# Mo Ozark Farm for Sale



## oldtimer 417 (Mar 12, 2009)

Large House 0n 19.6 to 22.6 Acre farm for sale. 2 story with 3 story tower. Presently 5 bd. 1 ba. ,(roughed in for 3 more), with many bonus rooms. Former Almish farm has all new elect, septic, basic plumbing, cabinets additions and much much more. Elect heat with 3 wood stoves. 5 barns including a 80 year old hairbone in need of work and a commercial size chicken barn with equipment. Old shop and many other outbuildings. 3 ponds, creek, good fencing. Nice mix of pasture/hay ground and woods. Very livable and usable, but has great potential for much more. Reason for selling to buy a more managable place closer to the grand kids. Can see pictures on facebook page: Seymour, Mo. Farm. Asking $159,000 for the 19.6 acres. 20,000 for the additional 3 acre lot with another access in the back way. Or may trade for southern Ky. or Tenn. property. May consider rent or lease to non smoking family for year or two. Please call Tom at 417-738-4117


----------



## MoonShadows (Jan 11, 2014)

Couldn't find pics on Facebook. Please post exact facebook page url.

Thanks.


----------



## beowoulf90 (Jan 13, 2004)

MoonShadows said:


> Couldn't find pics on Facebook. Please post exact facebook page url.
> 
> Thanks.



Here is what I found when I searched:

https://www.facebook.com/profile.php?id=100005062397082&fref=ts


----------



## Dixie Bee Acres (Jul 22, 2013)

Wish I could see it, but I don't have fakebook.


----------



## oldtimer 417 (Mar 12, 2009)

Sorry, If you can't see all the pictures, will try to get it to work right. Has anyone else had trouble accesing the pictures?


----------



## Boo8meR (Aug 10, 2014)

oldtimer 417 said:


> Sorry, If you can't see all the pictures, will try to get it to work right. Has anyone else had trouble accesing the pictures?
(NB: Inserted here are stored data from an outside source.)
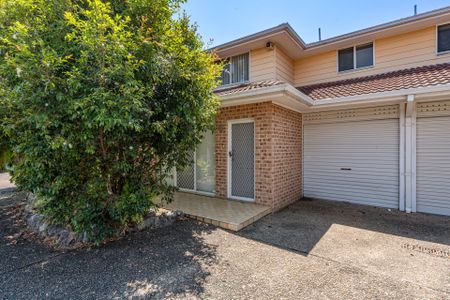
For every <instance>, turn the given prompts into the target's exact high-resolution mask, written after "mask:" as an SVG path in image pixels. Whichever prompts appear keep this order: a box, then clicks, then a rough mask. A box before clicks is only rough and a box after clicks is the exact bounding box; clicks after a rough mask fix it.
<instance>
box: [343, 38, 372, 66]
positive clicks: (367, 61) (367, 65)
mask: <svg viewBox="0 0 450 300" xmlns="http://www.w3.org/2000/svg"><path fill="white" fill-rule="evenodd" d="M370 66H373V43H369V44H364V45H359V46H354V47H350V48H346V49H341V50H339V51H338V70H339V72H342V71H347V70H353V69H359V68H364V67H370Z"/></svg>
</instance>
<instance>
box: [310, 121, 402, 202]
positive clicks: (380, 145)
mask: <svg viewBox="0 0 450 300" xmlns="http://www.w3.org/2000/svg"><path fill="white" fill-rule="evenodd" d="M398 166H399V120H398V119H386V120H367V121H355V122H341V123H335V124H305V126H304V179H303V180H304V195H305V197H311V198H322V199H329V200H337V201H348V202H353V203H359V204H367V205H376V206H383V207H390V208H397V207H398V201H399V185H398V181H399V169H398ZM341 168H345V169H351V170H341Z"/></svg>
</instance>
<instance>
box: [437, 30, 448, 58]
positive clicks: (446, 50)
mask: <svg viewBox="0 0 450 300" xmlns="http://www.w3.org/2000/svg"><path fill="white" fill-rule="evenodd" d="M437 30H438V34H437V39H438V40H437V46H438V53H443V52H449V51H450V24H445V25H441V26H438V29H437Z"/></svg>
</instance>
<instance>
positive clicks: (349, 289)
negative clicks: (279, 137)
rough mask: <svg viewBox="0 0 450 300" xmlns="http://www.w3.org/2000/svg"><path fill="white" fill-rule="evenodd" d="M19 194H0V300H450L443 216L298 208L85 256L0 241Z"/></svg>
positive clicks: (87, 254)
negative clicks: (148, 299)
mask: <svg viewBox="0 0 450 300" xmlns="http://www.w3.org/2000/svg"><path fill="white" fill-rule="evenodd" d="M20 200H21V197H20V196H16V197H13V196H12V194H10V195H5V194H3V195H0V293H1V295H0V298H2V299H37V298H39V299H40V298H64V299H94V298H96V299H112V298H113V299H114V298H129V297H133V296H136V297H137V298H136V299H139V298H142V299H144V298H145V299H147V298H148V299H163V298H189V299H197V298H206V299H244V298H245V299H274V298H276V299H361V298H371V299H372V298H377V299H386V298H393V299H448V298H450V256H449V251H450V234H449V233H450V220H449V218H444V217H435V216H424V215H411V214H410V215H407V214H403V213H399V212H394V211H392V212H390V211H387V210H384V209H377V208H370V207H363V206H354V205H348V204H340V203H332V202H325V201H312V202H303V201H302V202H298V203H296V204H294V205H292V206H291V207H289V208H287V209H285V210H283V211H281V212H279V213H276V214H273V215H270V216H267V217H265V218H263V219H261V220H260V221H258V222H257V223H255V224H253V225H251V226H250V227H247V228H246V229H244V230H242V231H241V232H239V233H238V234H235V233H232V232H228V231H226V230H222V229H219V228H216V227H214V226H211V225H204V224H200V223H196V222H193V221H190V220H185V221H180V222H177V223H175V224H174V225H173V226H171V227H167V228H163V229H161V230H157V231H145V232H140V233H136V234H133V235H130V236H128V237H126V238H124V239H122V240H119V241H116V242H114V243H110V244H108V245H103V246H100V247H97V248H93V249H84V250H78V251H72V252H56V251H52V250H49V249H48V248H46V247H45V246H43V245H40V244H38V243H36V242H33V241H30V240H27V239H24V238H18V240H17V243H13V242H11V239H9V238H8V237H11V236H13V235H14V234H16V233H17V232H19V231H20V226H19V227H15V226H13V223H14V222H17V220H16V219H15V218H14V213H13V211H14V208H15V207H16V205H17V203H18V201H20Z"/></svg>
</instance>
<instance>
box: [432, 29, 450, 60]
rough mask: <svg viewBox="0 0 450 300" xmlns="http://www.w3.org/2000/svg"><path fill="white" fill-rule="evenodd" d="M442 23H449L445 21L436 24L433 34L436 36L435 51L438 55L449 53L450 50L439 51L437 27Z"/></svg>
mask: <svg viewBox="0 0 450 300" xmlns="http://www.w3.org/2000/svg"><path fill="white" fill-rule="evenodd" d="M444 25H450V23H448V22H446V23H441V24H436V30H435V36H436V43H435V44H436V45H435V51H436V55H438V56H439V55H446V54H450V50H446V51H441V52H439V27H440V26H444Z"/></svg>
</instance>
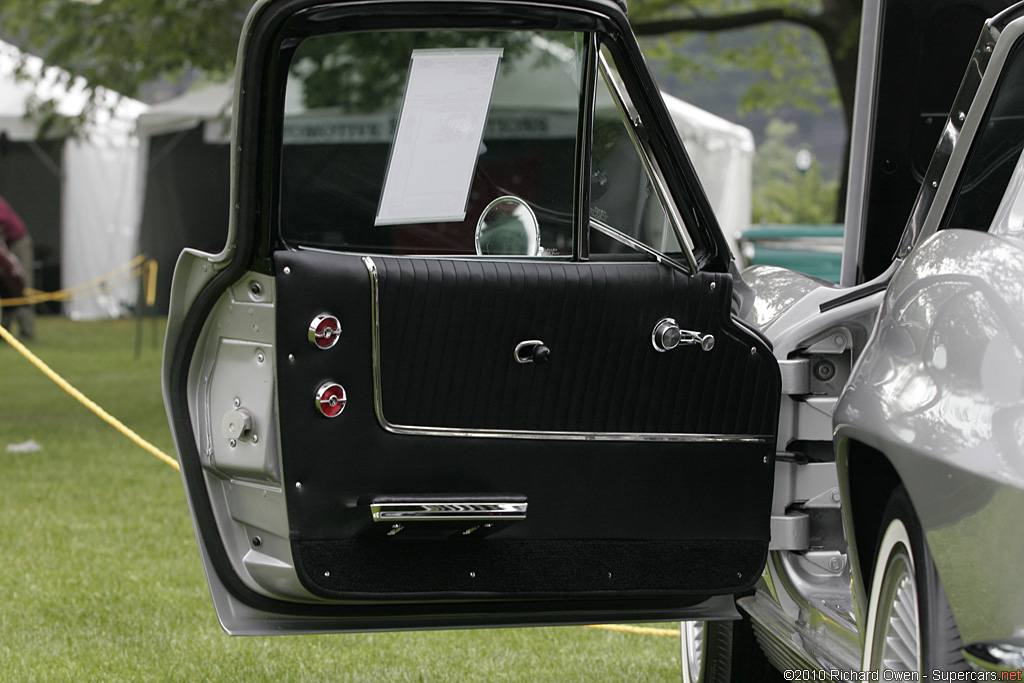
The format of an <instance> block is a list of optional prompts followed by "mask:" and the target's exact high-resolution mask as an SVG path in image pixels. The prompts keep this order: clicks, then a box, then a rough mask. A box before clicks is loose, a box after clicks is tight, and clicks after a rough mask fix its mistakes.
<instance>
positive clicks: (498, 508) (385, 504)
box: [370, 501, 528, 522]
mask: <svg viewBox="0 0 1024 683" xmlns="http://www.w3.org/2000/svg"><path fill="white" fill-rule="evenodd" d="M527 507H528V504H527V503H526V502H525V501H523V502H521V503H503V502H500V501H473V502H464V501H423V502H399V503H371V504H370V513H371V517H372V518H373V520H374V521H375V522H450V521H460V522H464V521H479V522H500V521H520V520H523V519H525V518H526V510H527Z"/></svg>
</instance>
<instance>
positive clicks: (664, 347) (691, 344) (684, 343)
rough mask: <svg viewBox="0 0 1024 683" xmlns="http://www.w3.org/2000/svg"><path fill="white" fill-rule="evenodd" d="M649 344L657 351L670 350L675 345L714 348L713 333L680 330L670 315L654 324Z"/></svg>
mask: <svg viewBox="0 0 1024 683" xmlns="http://www.w3.org/2000/svg"><path fill="white" fill-rule="evenodd" d="M650 341H651V344H653V345H654V350H656V351H659V352H663V353H664V352H665V351H671V350H672V349H674V348H676V347H677V346H692V345H694V344H696V345H699V346H700V348H701V349H703V350H705V351H710V350H712V349H713V348H715V337H714V335H706V334H701V333H699V332H693V331H691V330H681V329H680V328H679V325H678V324H677V323H676V321H674V319H673V318H671V317H664V318H662V319H660V321H658V322H657V324H656V325H655V326H654V331H653V332H652V333H651V335H650Z"/></svg>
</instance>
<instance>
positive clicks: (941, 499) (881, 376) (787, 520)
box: [740, 7, 1024, 671]
mask: <svg viewBox="0 0 1024 683" xmlns="http://www.w3.org/2000/svg"><path fill="white" fill-rule="evenodd" d="M872 11H873V10H872V8H870V7H868V8H866V9H865V24H864V25H865V27H866V28H867V30H866V31H865V32H864V36H863V38H862V40H863V42H862V48H861V49H862V52H861V55H862V58H864V59H865V60H866V61H867V62H868V63H869V62H870V59H871V51H872V49H873V46H874V45H876V43H877V36H873V35H872V34H871V27H872V19H873V18H877V17H873V16H872ZM1020 13H1021V10H1020V9H1016V10H1014V9H1011V10H1008V11H1007V12H1004V13H1002V14H1000V15H999V16H997V17H995V18H994V19H992V20H991V22H990V23H989V24H988V25H987V26H986V28H985V31H984V33H983V35H982V38H981V40H980V41H979V43H978V46H977V49H976V51H975V55H974V60H973V61H972V70H971V71H969V73H968V76H967V77H966V79H965V81H964V83H963V85H962V88H961V93H959V95H958V96H957V100H956V101H955V102H954V106H953V109H952V113H951V115H950V118H949V121H948V122H947V124H946V128H945V130H944V132H943V135H942V138H941V140H940V142H939V146H938V150H937V153H936V156H935V157H934V158H933V161H932V164H931V166H930V167H929V171H928V173H927V174H926V176H925V179H924V183H923V186H922V190H921V194H920V196H919V199H918V201H916V203H915V207H914V211H913V214H912V215H911V217H910V221H909V224H908V226H907V228H906V231H905V232H904V238H903V241H902V243H901V247H900V251H899V253H898V255H897V258H896V260H895V261H894V262H893V264H892V266H891V267H890V268H889V270H887V271H886V272H885V273H884V274H883V275H881V276H880V278H878V279H876V280H874V281H872V282H869V283H865V284H863V285H861V286H859V287H854V288H836V287H834V286H830V285H828V284H825V283H820V282H816V281H813V280H812V279H808V278H803V276H800V275H798V274H796V273H790V272H785V271H781V270H779V269H777V268H770V267H765V266H755V267H754V268H752V269H750V270H748V271H746V272H745V273H744V280H746V281H748V282H749V283H750V284H751V285H752V287H753V288H754V290H755V291H756V292H757V294H758V297H757V301H756V303H755V304H754V307H753V310H752V312H751V313H750V315H749V319H750V321H751V322H753V323H755V324H756V325H758V326H759V327H760V328H761V329H762V330H763V331H764V332H765V334H766V335H767V336H768V337H769V338H770V339H771V340H772V342H773V344H774V348H775V353H776V356H777V357H778V359H779V361H780V364H781V365H782V368H783V380H784V381H783V386H784V387H786V389H785V392H786V393H788V394H790V395H788V396H784V397H783V405H782V418H781V424H780V430H779V449H780V450H782V451H784V450H786V449H787V447H790V444H791V443H792V442H793V441H800V442H808V441H818V440H821V439H829V440H834V443H835V449H836V454H837V458H836V461H835V462H808V463H801V462H785V461H784V459H783V460H781V461H780V462H779V463H778V464H777V466H776V489H775V501H774V505H773V515H774V516H773V526H772V532H773V538H772V547H773V551H772V552H771V553H770V559H769V563H768V566H767V567H766V569H765V574H764V580H763V582H762V584H761V585H760V586H759V587H758V590H757V591H756V592H755V594H754V595H753V596H749V597H745V598H742V599H740V604H741V605H742V607H743V608H744V609H745V610H746V611H748V612H749V613H750V614H751V615H752V616H753V622H754V627H755V632H756V633H757V635H758V638H759V641H760V642H761V644H762V647H763V649H764V650H765V652H766V653H767V654H768V656H769V658H770V659H771V660H772V663H773V664H775V666H776V667H778V668H779V669H791V670H792V669H821V670H825V671H828V670H860V669H861V667H862V660H861V658H862V654H863V649H864V646H865V635H864V631H865V629H864V625H865V623H866V621H867V617H868V615H867V604H868V594H869V586H868V585H867V582H866V581H865V574H866V573H867V572H868V571H869V570H870V561H869V559H867V558H862V557H860V556H859V553H858V549H861V550H863V549H864V548H873V543H874V538H876V536H877V535H878V533H879V528H878V523H879V521H878V516H879V515H880V514H881V511H880V510H878V509H877V506H873V509H872V503H874V502H877V501H879V500H880V499H881V500H882V501H884V500H885V499H886V496H887V494H888V493H889V492H891V490H892V487H893V486H895V485H896V484H898V483H902V484H903V485H904V486H905V487H906V490H907V493H908V495H909V497H910V499H911V501H912V504H913V508H914V511H915V513H916V515H918V517H919V518H920V521H921V524H922V527H923V529H924V530H925V533H926V537H927V542H928V547H929V549H930V551H931V553H932V555H933V557H934V560H935V565H936V568H937V570H938V573H939V575H940V577H941V581H942V584H943V586H944V588H945V592H946V596H947V598H948V600H949V603H950V607H951V609H952V612H953V615H954V616H955V622H956V627H957V628H958V630H959V635H961V637H962V638H963V641H964V644H965V651H966V653H967V654H968V658H969V659H970V660H972V661H973V663H974V664H975V665H976V666H978V667H980V668H985V669H992V670H993V671H994V670H999V669H1007V668H1012V667H1017V666H1019V663H1020V652H1021V650H1020V644H1021V636H1022V634H1024V593H1022V592H1021V590H1020V582H1019V577H1018V572H1017V570H1016V569H1017V568H1018V567H1020V566H1021V564H1022V561H1024V544H1021V543H1020V537H1019V533H1018V532H1017V531H1016V523H1017V520H1019V519H1020V518H1021V515H1022V513H1024V393H1022V392H1024V326H1022V323H1021V322H1022V321H1024V243H1022V242H1021V237H1022V232H1021V215H1020V203H1021V200H1020V193H1021V183H1022V175H1024V162H1022V161H1020V160H1016V155H1017V154H1018V153H1019V148H1015V150H1013V154H1014V155H1015V156H1014V158H1013V159H1012V160H1011V161H1010V163H1011V164H1013V163H1014V160H1016V168H1015V171H1014V174H1013V176H1012V178H1011V180H1010V184H1009V186H1007V187H1006V188H1005V193H1004V191H1002V188H998V193H999V195H1001V201H1000V204H999V209H998V211H997V212H996V215H995V218H994V219H993V220H992V221H991V222H992V224H991V225H988V224H982V225H976V224H965V225H958V224H957V225H955V226H953V229H941V230H940V229H938V228H939V227H940V226H943V227H949V226H947V225H944V224H943V220H945V218H944V217H945V216H947V215H948V213H949V211H950V207H951V206H952V203H953V202H954V201H955V199H956V196H957V193H958V191H959V186H961V182H962V177H963V174H964V173H965V170H966V166H967V164H968V163H969V160H970V156H969V155H970V152H971V150H972V148H973V146H974V143H975V141H976V140H977V138H978V137H979V136H980V131H981V130H982V129H983V126H984V121H985V117H986V114H987V112H988V111H989V104H990V101H991V100H992V98H993V96H994V94H993V93H995V92H996V91H997V86H998V85H999V83H1000V79H1001V78H1002V77H1004V67H1005V66H1006V65H1007V62H1008V60H1009V59H1010V58H1011V56H1012V55H1013V54H1014V50H1015V48H1017V47H1018V46H1019V44H1020V42H1021V36H1022V35H1024V19H1022V18H1019V17H1020ZM862 71H864V70H863V65H862ZM866 77H867V76H866V75H865V74H863V73H862V78H866ZM1017 87H1019V86H1017ZM864 90H865V91H866V92H869V90H870V89H869V88H866V89H864ZM867 99H868V97H864V98H862V100H861V101H860V103H859V104H858V106H860V108H861V110H860V114H861V117H860V118H859V119H858V120H859V121H860V122H861V123H863V118H864V117H863V116H862V115H863V114H864V112H865V110H866V108H868V104H867V102H866V100H867ZM858 133H859V134H862V133H863V128H860V129H858V130H855V134H858ZM865 147H866V145H864V144H859V145H858V143H857V141H856V140H855V142H854V148H855V150H861V151H862V150H864V148H865ZM865 166H866V163H865V161H864V160H863V159H862V160H860V165H859V166H858V160H857V159H854V161H853V163H852V166H851V168H852V169H855V172H854V173H852V178H853V185H854V187H853V188H854V193H853V194H854V196H856V190H857V183H858V182H860V183H862V182H863V176H858V175H857V172H856V169H858V168H859V169H863V168H865ZM861 188H862V185H861ZM860 221H861V207H860V206H859V205H857V204H856V203H854V204H853V205H852V206H851V208H850V210H849V212H848V226H854V227H856V226H859V225H860ZM956 228H959V229H956ZM965 228H966V229H965ZM848 229H849V227H848ZM859 233H860V231H859V230H857V229H850V230H849V231H848V239H847V253H848V256H850V255H852V256H854V257H855V256H856V254H857V252H858V249H859V242H858V236H859ZM853 262H854V259H853V258H850V259H849V260H847V261H845V263H844V282H850V280H851V278H852V274H851V273H852V272H853V268H852V267H848V266H850V265H852V264H853ZM857 292H862V293H864V294H863V296H859V297H858V296H857ZM822 358H824V359H831V365H833V366H835V367H836V369H837V372H836V376H837V377H842V375H843V373H844V371H845V370H846V369H847V368H848V369H849V380H848V381H847V382H846V383H845V388H842V391H841V392H840V391H836V388H835V386H827V385H826V384H824V383H822V382H821V380H820V379H816V378H815V364H818V362H820V361H821V359H822ZM847 364H851V365H847ZM815 382H817V383H818V385H819V386H814V383H815ZM840 522H841V523H842V528H840V527H839V524H840ZM809 533H810V535H811V536H816V537H817V538H816V539H809V538H808V535H809ZM978 652H982V653H985V654H986V655H988V656H985V657H983V658H981V659H978V658H977V657H975V656H972V655H973V654H975V653H978Z"/></svg>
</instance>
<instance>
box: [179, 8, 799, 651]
mask: <svg viewBox="0 0 1024 683" xmlns="http://www.w3.org/2000/svg"><path fill="white" fill-rule="evenodd" d="M236 87H237V96H236V104H234V121H233V156H234V161H233V164H232V193H233V197H232V202H233V210H232V213H231V226H230V231H229V240H228V245H227V246H226V248H225V249H224V251H223V252H221V253H220V254H216V255H211V254H202V253H197V252H190V251H186V252H184V253H183V254H182V256H181V258H180V260H179V262H178V265H177V268H176V270H175V274H174V285H173V294H172V302H171V314H170V319H169V327H168V337H167V347H166V351H165V361H164V393H165V400H166V403H167V410H168V415H169V418H170V421H171V424H172V428H173V431H174V437H175V441H176V446H177V452H178V457H179V460H180V463H181V471H182V476H183V479H184V483H185V487H186V489H187V498H188V503H189V506H190V508H191V513H193V519H194V521H195V527H196V532H197V536H198V539H199V545H200V549H201V553H202V557H203V562H204V565H205V569H206V572H207V577H208V580H209V583H210V586H211V592H212V594H213V597H214V602H215V604H216V607H217V612H218V615H219V617H220V620H221V623H222V625H223V626H224V628H225V629H226V630H227V631H228V632H230V633H248V634H255V633H260V634H267V633H296V632H303V631H346V630H349V631H353V630H365V629H399V628H432V627H470V626H497V625H518V624H569V623H587V622H605V621H620V622H622V621H667V620H678V618H683V617H690V618H715V617H727V616H729V615H730V614H732V613H733V610H734V607H733V606H732V600H731V594H733V593H735V592H737V591H740V590H743V589H745V588H748V587H750V586H752V585H753V584H754V582H755V581H756V580H757V579H758V578H759V577H760V575H761V571H762V568H763V566H764V562H765V557H766V553H767V548H768V541H769V513H770V505H771V496H772V483H773V469H774V455H775V431H776V425H777V418H778V403H779V389H780V387H779V384H780V380H779V371H778V367H777V365H776V362H775V359H774V358H773V356H772V353H771V349H770V348H769V347H768V346H767V344H766V343H765V341H764V340H763V339H761V338H760V337H759V336H757V335H756V334H755V333H753V332H751V331H750V330H748V329H746V328H744V327H743V326H742V325H741V324H740V323H738V322H737V319H736V318H735V317H734V316H733V314H732V307H733V287H732V286H733V280H732V276H731V275H730V274H729V272H728V269H729V256H728V251H727V247H726V246H725V242H724V240H723V239H722V237H721V234H720V233H719V231H718V228H717V225H716V223H715V220H714V217H713V216H712V215H711V212H710V209H709V207H708V203H707V200H706V198H705V197H703V194H702V191H701V190H700V188H699V185H698V183H697V180H696V178H695V176H694V174H693V171H692V168H691V167H690V165H689V162H688V161H687V160H686V157H685V154H684V152H683V150H682V146H681V144H680V141H679V139H678V136H677V135H676V133H675V131H674V129H673V128H672V125H671V121H670V119H669V116H668V114H667V113H666V111H665V108H664V104H663V102H662V100H660V97H659V95H658V92H657V90H656V88H655V87H654V84H653V82H652V81H651V79H650V76H649V74H648V73H647V72H646V70H645V68H644V67H643V59H642V57H641V55H640V52H639V49H638V47H637V44H636V41H635V39H634V38H633V35H632V33H631V31H630V29H629V26H628V24H627V20H626V16H625V14H624V11H623V9H622V8H621V7H620V6H618V5H616V4H614V3H612V2H604V1H591V0H570V1H569V2H567V3H565V4H559V5H553V4H549V3H530V2H519V1H496V0H485V1H482V2H477V1H475V0H469V1H466V2H458V3H453V2H433V1H415V2H391V1H381V0H372V1H370V2H316V1H312V0H281V1H276V0H271V1H268V2H262V3H258V4H257V5H256V6H255V8H254V9H253V11H252V12H251V14H250V16H249V19H248V23H247V26H246V29H245V32H244V39H243V45H242V48H241V49H240V63H239V74H238V77H237V86H236Z"/></svg>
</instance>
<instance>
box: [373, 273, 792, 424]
mask: <svg viewBox="0 0 1024 683" xmlns="http://www.w3.org/2000/svg"><path fill="white" fill-rule="evenodd" d="M362 264H364V265H365V266H366V267H367V272H368V273H369V274H370V298H371V302H370V315H371V321H370V328H371V337H372V339H371V348H372V352H373V375H374V413H375V414H376V415H377V422H378V423H380V425H381V427H383V428H384V429H385V430H386V431H389V432H391V433H392V434H416V435H422V436H473V437H478V438H515V439H549V440H568V441H675V442H689V443H693V442H701V443H771V442H774V440H775V437H774V436H773V435H771V434H693V433H665V432H577V431H543V430H505V429H464V428H461V427H424V426H417V425H398V424H394V423H392V422H389V421H388V419H387V418H385V417H384V400H383V396H382V393H383V392H382V388H381V354H380V338H381V333H380V282H379V280H380V279H379V274H378V271H377V264H376V263H375V262H374V260H373V259H372V258H371V257H369V256H364V257H362Z"/></svg>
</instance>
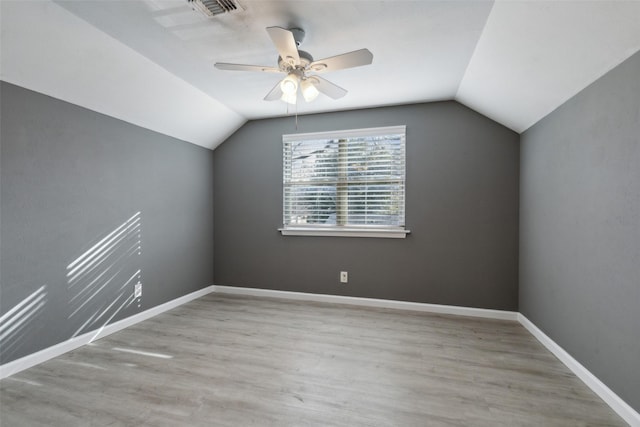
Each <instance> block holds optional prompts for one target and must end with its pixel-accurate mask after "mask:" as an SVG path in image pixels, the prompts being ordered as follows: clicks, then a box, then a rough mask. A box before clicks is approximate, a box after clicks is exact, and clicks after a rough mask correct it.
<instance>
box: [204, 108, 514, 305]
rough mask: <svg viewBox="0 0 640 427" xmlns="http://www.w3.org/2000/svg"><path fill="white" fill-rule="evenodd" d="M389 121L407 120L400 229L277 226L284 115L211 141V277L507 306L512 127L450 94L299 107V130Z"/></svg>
mask: <svg viewBox="0 0 640 427" xmlns="http://www.w3.org/2000/svg"><path fill="white" fill-rule="evenodd" d="M390 125H406V126H407V196H406V200H407V202H406V223H407V228H408V229H410V230H411V232H412V233H411V234H410V235H409V236H408V237H407V238H406V239H373V238H338V237H283V236H281V235H280V233H279V232H278V231H277V228H278V227H280V226H281V224H282V134H289V133H295V132H296V130H295V118H294V117H293V116H291V117H286V118H278V119H268V120H259V121H251V122H249V123H247V124H246V125H245V126H244V127H242V128H241V129H240V130H239V131H238V132H236V133H235V134H234V135H233V136H232V137H230V138H229V139H228V140H227V141H226V142H224V143H223V144H222V145H220V146H219V147H218V148H217V149H216V150H215V151H214V158H215V161H214V164H215V168H214V176H215V180H214V182H215V191H214V200H215V203H214V213H215V239H214V245H215V251H216V256H215V263H214V265H215V282H216V284H221V285H232V286H245V287H256V288H269V289H279V290H288V291H301V292H310V293H327V294H334V295H351V296H361V297H371V298H386V299H395V300H404V301H418V302H428V303H438V304H455V305H460V306H470V307H482V308H493V309H506V310H516V309H517V308H518V288H517V286H518V283H517V281H518V198H519V196H518V175H519V169H518V162H519V145H518V141H519V136H518V135H517V134H516V133H515V132H512V131H510V130H508V129H506V128H504V127H502V126H500V125H498V124H496V123H495V122H492V121H491V120H489V119H487V118H485V117H483V116H481V115H479V114H477V113H475V112H474V111H471V110H469V109H468V108H466V107H464V106H462V105H460V104H457V103H455V102H439V103H430V104H419V105H410V106H399V107H389V108H376V109H368V110H360V111H349V112H337V113H328V114H317V115H309V116H302V117H299V129H298V132H314V131H325V130H336V129H353V128H366V127H375V126H390ZM340 270H347V271H348V272H349V283H348V284H347V285H343V284H340V283H339V271H340Z"/></svg>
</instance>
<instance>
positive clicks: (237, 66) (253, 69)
mask: <svg viewBox="0 0 640 427" xmlns="http://www.w3.org/2000/svg"><path fill="white" fill-rule="evenodd" d="M214 66H215V67H216V68H217V69H218V70H229V71H265V72H267V73H280V72H281V71H280V69H279V68H276V67H268V66H263V65H244V64H227V63H226V62H216V63H215V64H214Z"/></svg>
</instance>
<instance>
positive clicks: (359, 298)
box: [214, 285, 518, 320]
mask: <svg viewBox="0 0 640 427" xmlns="http://www.w3.org/2000/svg"><path fill="white" fill-rule="evenodd" d="M214 292H216V293H221V294H235V295H250V296H256V297H270V298H283V299H291V300H300V301H316V302H329V303H334V304H349V305H359V306H365V307H378V308H394V309H398V310H410V311H423V312H428V313H439V314H453V315H456V316H470V317H484V318H488V319H500V320H518V313H517V312H515V311H506V310H490V309H486V308H471V307H459V306H455V305H440V304H427V303H421V302H408V301H394V300H385V299H374V298H360V297H347V296H340V295H327V294H310V293H305V292H290V291H276V290H272V289H257V288H240V287H235V286H221V285H214Z"/></svg>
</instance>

Yes, because I don't have Facebook. Do you have another option to show us the information and the pictures?


----------



## buffalocreek (Oct 19, 2007)

There's a post on this forum on how to upload pics.


----------



## oldtimer 417 (Mar 12, 2009)

I just wanted to let those interested in this property that we are dropping the price down to $149,000. I have several nice families interested in renting the place so if we do not get a serious buyer in the next month, we will rent it out for a year or two. I'm sorry I have dropped the ball on providing pictures, but I'm just not set up for it. Thanks for your patience.


----------